Releases: ScottRBK/agent-shell

v0.1.16

Choose a tag to compare

@ScottRBK ScottRBK released this 05 Jul 13:58

Highlights

  • feat(claude-code): implement list_mcp_servers — reads configured MCP servers from ~/.claude.json and reconstructs MCPServerSpecs for both stdio and http/sse transports. Tolerant of a missing config file (returns []) and malformed entries (warns and skips rather than raising). Previously raised NotImplementedError.
  • fix(claude-code): correct add_mcp_server argument ordering — place --scope/--transport after the variadic --env/--header values so the server name can no longer be consumed as an extra option value.
  • docs: expand development notes and README coverage of MCP server support.

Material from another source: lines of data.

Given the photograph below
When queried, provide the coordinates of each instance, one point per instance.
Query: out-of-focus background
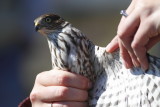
(24, 53)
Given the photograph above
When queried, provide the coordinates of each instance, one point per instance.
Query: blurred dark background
(24, 53)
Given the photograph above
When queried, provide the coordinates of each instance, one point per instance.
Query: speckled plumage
(114, 86)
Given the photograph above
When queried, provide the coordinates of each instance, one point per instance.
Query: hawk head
(48, 23)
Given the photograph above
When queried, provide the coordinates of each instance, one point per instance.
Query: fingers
(141, 39)
(125, 55)
(113, 45)
(63, 78)
(152, 42)
(58, 93)
(70, 104)
(61, 104)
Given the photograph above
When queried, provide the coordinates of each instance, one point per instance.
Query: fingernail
(136, 64)
(108, 47)
(144, 67)
(89, 85)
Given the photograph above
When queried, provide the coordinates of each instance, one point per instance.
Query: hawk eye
(48, 20)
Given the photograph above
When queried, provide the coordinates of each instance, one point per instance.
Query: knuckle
(85, 95)
(62, 93)
(62, 80)
(134, 46)
(33, 96)
(39, 76)
(85, 83)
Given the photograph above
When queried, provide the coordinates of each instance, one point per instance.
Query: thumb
(113, 45)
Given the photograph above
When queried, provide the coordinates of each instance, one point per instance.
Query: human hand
(60, 88)
(137, 33)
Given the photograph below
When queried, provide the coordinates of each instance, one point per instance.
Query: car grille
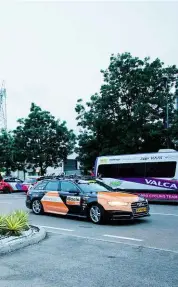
(138, 205)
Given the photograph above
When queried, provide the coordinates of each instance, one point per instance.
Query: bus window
(132, 170)
(161, 169)
(124, 170)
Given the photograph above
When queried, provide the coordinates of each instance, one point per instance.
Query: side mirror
(75, 192)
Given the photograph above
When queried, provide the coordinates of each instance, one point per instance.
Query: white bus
(152, 175)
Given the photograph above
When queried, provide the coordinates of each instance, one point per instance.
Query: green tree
(42, 141)
(129, 113)
(7, 161)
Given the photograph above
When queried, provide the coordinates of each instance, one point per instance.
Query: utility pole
(165, 79)
(3, 112)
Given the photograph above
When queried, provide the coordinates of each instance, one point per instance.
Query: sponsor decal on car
(73, 200)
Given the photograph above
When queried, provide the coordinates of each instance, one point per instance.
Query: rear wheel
(96, 214)
(37, 207)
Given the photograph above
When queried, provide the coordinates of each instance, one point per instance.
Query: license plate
(141, 209)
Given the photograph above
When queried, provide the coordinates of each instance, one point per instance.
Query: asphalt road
(79, 253)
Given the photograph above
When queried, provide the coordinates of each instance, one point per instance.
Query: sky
(51, 53)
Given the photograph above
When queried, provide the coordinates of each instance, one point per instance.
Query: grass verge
(14, 223)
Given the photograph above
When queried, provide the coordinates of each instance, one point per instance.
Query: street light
(165, 80)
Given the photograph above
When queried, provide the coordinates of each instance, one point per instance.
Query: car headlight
(117, 203)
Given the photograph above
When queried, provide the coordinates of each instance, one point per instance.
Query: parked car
(31, 181)
(85, 198)
(10, 184)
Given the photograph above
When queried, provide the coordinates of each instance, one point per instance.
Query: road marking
(165, 214)
(5, 202)
(117, 242)
(56, 228)
(122, 237)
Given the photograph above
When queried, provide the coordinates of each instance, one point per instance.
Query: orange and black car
(85, 198)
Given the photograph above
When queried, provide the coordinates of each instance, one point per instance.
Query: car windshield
(93, 187)
(30, 180)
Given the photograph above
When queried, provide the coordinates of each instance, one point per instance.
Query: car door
(52, 201)
(71, 196)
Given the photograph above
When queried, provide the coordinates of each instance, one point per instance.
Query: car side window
(52, 186)
(68, 187)
(40, 185)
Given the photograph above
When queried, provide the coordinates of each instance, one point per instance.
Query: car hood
(119, 196)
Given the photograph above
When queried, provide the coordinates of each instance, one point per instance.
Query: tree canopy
(129, 113)
(42, 141)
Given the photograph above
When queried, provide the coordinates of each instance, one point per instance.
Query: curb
(29, 238)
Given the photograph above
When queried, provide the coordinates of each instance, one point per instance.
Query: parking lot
(77, 252)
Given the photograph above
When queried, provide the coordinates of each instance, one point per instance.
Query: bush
(14, 223)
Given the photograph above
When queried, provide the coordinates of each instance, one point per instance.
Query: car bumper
(124, 215)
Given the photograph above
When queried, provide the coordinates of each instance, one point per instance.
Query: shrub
(14, 223)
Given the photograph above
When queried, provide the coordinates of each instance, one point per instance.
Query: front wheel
(96, 214)
(6, 189)
(37, 207)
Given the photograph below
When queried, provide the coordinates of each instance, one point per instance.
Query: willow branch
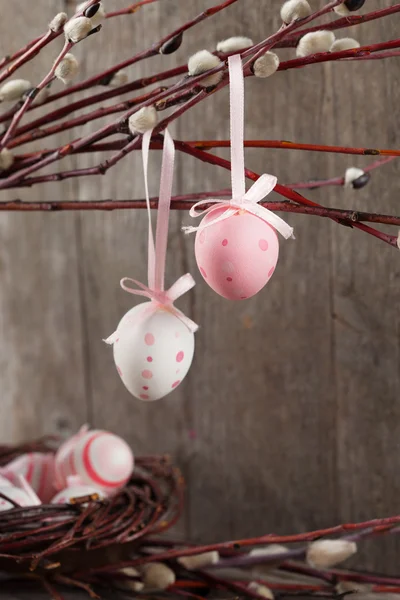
(186, 201)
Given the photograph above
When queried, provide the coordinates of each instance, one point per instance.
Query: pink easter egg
(75, 491)
(152, 354)
(19, 496)
(101, 459)
(38, 469)
(236, 256)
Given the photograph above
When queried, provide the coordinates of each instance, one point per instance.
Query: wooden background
(290, 417)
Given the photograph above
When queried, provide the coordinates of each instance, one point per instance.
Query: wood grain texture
(288, 419)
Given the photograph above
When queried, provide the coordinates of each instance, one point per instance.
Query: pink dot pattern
(149, 339)
(238, 254)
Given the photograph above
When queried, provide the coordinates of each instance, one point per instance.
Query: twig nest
(67, 69)
(95, 13)
(349, 6)
(21, 497)
(77, 29)
(266, 65)
(315, 42)
(261, 590)
(130, 583)
(199, 561)
(234, 44)
(157, 576)
(6, 159)
(58, 22)
(324, 554)
(201, 62)
(344, 44)
(144, 119)
(14, 90)
(356, 178)
(71, 493)
(293, 10)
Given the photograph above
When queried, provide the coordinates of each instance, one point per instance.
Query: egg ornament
(236, 246)
(153, 352)
(100, 459)
(38, 469)
(153, 344)
(236, 256)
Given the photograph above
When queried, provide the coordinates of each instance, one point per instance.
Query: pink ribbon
(241, 200)
(154, 291)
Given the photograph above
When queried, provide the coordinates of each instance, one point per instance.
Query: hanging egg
(39, 471)
(236, 256)
(100, 459)
(153, 353)
(19, 496)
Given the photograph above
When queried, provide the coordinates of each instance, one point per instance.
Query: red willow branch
(33, 48)
(22, 134)
(349, 21)
(286, 192)
(129, 10)
(186, 201)
(152, 51)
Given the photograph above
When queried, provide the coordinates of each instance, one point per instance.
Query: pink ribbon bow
(241, 200)
(154, 291)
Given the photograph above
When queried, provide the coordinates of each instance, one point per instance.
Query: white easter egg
(16, 494)
(75, 491)
(39, 471)
(153, 353)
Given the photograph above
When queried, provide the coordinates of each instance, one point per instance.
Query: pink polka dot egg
(100, 459)
(154, 353)
(38, 469)
(238, 255)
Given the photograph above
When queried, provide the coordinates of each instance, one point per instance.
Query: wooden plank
(366, 286)
(41, 359)
(261, 393)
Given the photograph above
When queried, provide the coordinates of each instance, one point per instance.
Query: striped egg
(39, 471)
(100, 459)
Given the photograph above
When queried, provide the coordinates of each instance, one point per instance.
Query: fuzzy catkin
(234, 43)
(201, 62)
(315, 42)
(293, 10)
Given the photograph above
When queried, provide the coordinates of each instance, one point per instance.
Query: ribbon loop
(264, 185)
(154, 291)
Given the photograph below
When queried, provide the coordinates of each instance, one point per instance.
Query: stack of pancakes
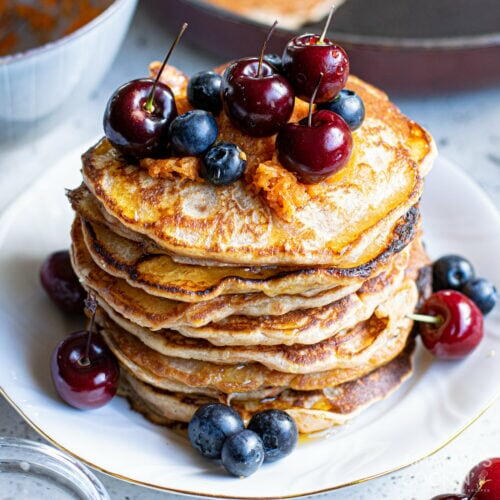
(208, 294)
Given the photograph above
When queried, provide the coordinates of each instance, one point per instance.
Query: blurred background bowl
(48, 81)
(399, 45)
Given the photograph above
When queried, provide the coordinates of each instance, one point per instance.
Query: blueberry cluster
(452, 272)
(258, 95)
(217, 431)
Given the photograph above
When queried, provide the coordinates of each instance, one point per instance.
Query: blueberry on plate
(243, 453)
(278, 432)
(204, 91)
(451, 272)
(211, 425)
(275, 61)
(482, 292)
(223, 164)
(192, 133)
(349, 106)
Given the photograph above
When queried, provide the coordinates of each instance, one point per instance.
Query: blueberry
(349, 106)
(451, 272)
(192, 133)
(211, 425)
(223, 164)
(275, 61)
(278, 432)
(243, 453)
(482, 292)
(204, 91)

Full changelog: v0.1.15...v0.1.16

v0.1.15

Choose a tag to compare

@ScottRBK ScottRBK released this 28 Jun 21:05

Health checks for agent-type/model combinations

  • New: AgentShell.health_check(cwd, model=None, timeout=60.0) -> HealthCheckResult. Probes an agent+model combo with a trivial prompt and reports healthy: bool plus an exception: str | None reason. Catches bad model names, bad credentials, billing/quota, and transport failures.
  • Implemented once in a shared run_health_probe helper; added to the AgentAdapter Protocol with every adapter delegating to it. Health is determined from the normalized StreamEvent contract (a result event with content ok and no error), since exit codes are unreliable (opencode exits 0 on failure) and stderr placement is inconsistent (copilot/pi report bad models only on stderr).
  • Hardening: the Codex adapter now surfaces turn.failed reasons (bad model, usage limit) instead of the opaque Reading additional input from stdin... message.

Validated live across all five adapters (Claude Code, OpenCode, Copilot CLI, Codex, Pi) for both healthy and bad-model cases.

v0.1.14

Choose a tag to compare

@ScottRBK ScottRBK released this 28 Jun 14:05

Highlights

  • fix: harden adapter stream transport (UTF-8 split + concurrent stderr) (18d6113)
    Resolves a UnicodeDecodeError when a multibyte UTF-8 character is split across a
    64KB stream read boundary. All 5 adapters now use an incremental UTF-8 decoder
    (codecs.getincrementaldecoder("utf-8")("replace")) and drain stderr concurrently
    with stdout to avoid pipe-buffer deadlock. Covered by tests/unit/test_adapter_transport.py.

What's Changed

  • feat: add Pi coding agent adapter (fe3b657)
  • docs: added pi agent to readme (e4ae276)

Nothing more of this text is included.